This last week my students wrote an essay taking a position on whether television has had a positive effect on presidential elections. I came across this post by Roy Peter Clark from the Poynter Institute that speaks to this well. In it he cites Edward R. Murrow, Aldous Huxley, and Thomas Jefferson among others. It's amazing how timely these thoughts are as we are bombarded with stories about image and our current presidential candidates:
Here's Murrow: "A society of the wise does not need television. Democracy, I suggest, cannot do its work well without it. Supposing that freedom is more important than safety, then the tyranny of the wise is only less objectionable than the tyranny of the unwise.
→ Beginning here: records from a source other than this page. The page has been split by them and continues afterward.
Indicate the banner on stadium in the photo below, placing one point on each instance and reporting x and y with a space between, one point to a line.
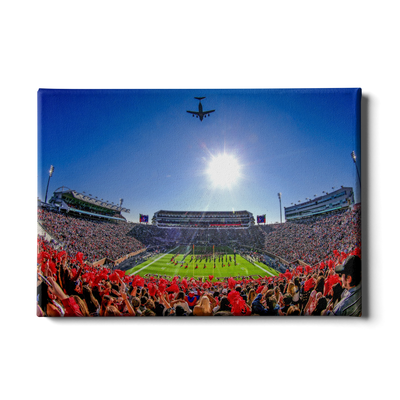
143 218
261 219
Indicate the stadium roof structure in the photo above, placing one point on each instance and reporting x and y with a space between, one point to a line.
89 199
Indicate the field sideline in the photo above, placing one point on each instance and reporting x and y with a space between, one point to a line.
161 264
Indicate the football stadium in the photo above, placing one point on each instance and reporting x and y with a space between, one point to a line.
180 258
106 266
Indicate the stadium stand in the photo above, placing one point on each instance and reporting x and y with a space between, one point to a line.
70 201
320 254
203 219
339 199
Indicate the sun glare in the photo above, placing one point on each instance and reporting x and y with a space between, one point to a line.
224 170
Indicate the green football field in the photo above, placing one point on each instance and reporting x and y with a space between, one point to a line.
161 264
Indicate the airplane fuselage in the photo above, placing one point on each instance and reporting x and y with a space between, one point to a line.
200 114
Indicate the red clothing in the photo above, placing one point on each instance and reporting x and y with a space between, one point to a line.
71 308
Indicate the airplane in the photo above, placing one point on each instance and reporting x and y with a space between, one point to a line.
200 113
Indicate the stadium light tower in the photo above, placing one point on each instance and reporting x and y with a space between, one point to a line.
50 175
280 204
353 156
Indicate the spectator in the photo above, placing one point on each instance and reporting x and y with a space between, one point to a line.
204 308
350 304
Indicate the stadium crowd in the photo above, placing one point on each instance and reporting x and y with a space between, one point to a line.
75 289
98 239
313 239
330 283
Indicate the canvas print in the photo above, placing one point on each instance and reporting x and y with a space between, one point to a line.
197 201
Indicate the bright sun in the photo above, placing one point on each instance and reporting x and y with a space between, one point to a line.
224 170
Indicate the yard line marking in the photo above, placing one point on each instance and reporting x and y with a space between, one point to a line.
133 273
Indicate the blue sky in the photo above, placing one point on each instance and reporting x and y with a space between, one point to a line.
139 144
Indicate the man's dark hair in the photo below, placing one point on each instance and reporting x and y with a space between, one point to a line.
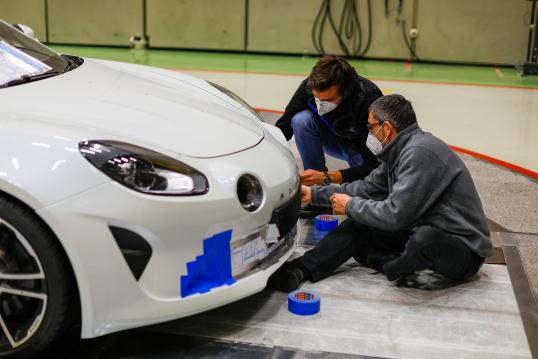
332 70
395 109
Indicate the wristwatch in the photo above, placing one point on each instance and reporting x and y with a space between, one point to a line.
326 179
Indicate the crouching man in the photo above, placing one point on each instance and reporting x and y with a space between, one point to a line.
418 210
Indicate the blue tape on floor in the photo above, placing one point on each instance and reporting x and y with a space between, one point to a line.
210 270
304 302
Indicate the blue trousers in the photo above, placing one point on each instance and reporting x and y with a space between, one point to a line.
314 139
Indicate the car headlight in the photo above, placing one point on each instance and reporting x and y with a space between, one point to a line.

The choice we face is between a despotism of the ruthlessly ambitious, not of the wise, and of an intelligent democracy." In other words, citizens need to develop a form of critical literacy that allows them to encounter the political words and images on the television screen and not just see them, but see through them.
Poynter Online - Writing Tools
It's not television, per se, that's the problem. It's what we do with it ... or rather what we don't do with it, that we won't often take the time to be critical consumers. That's the same for technology in general. I'm trying not to be skeptical, but it looks as if tomorrow's Frontline (Growing Up Online) might be another doom and gloom look at new media tools. Hopefully there will be a range of opinions.As in so many things, education is the answer.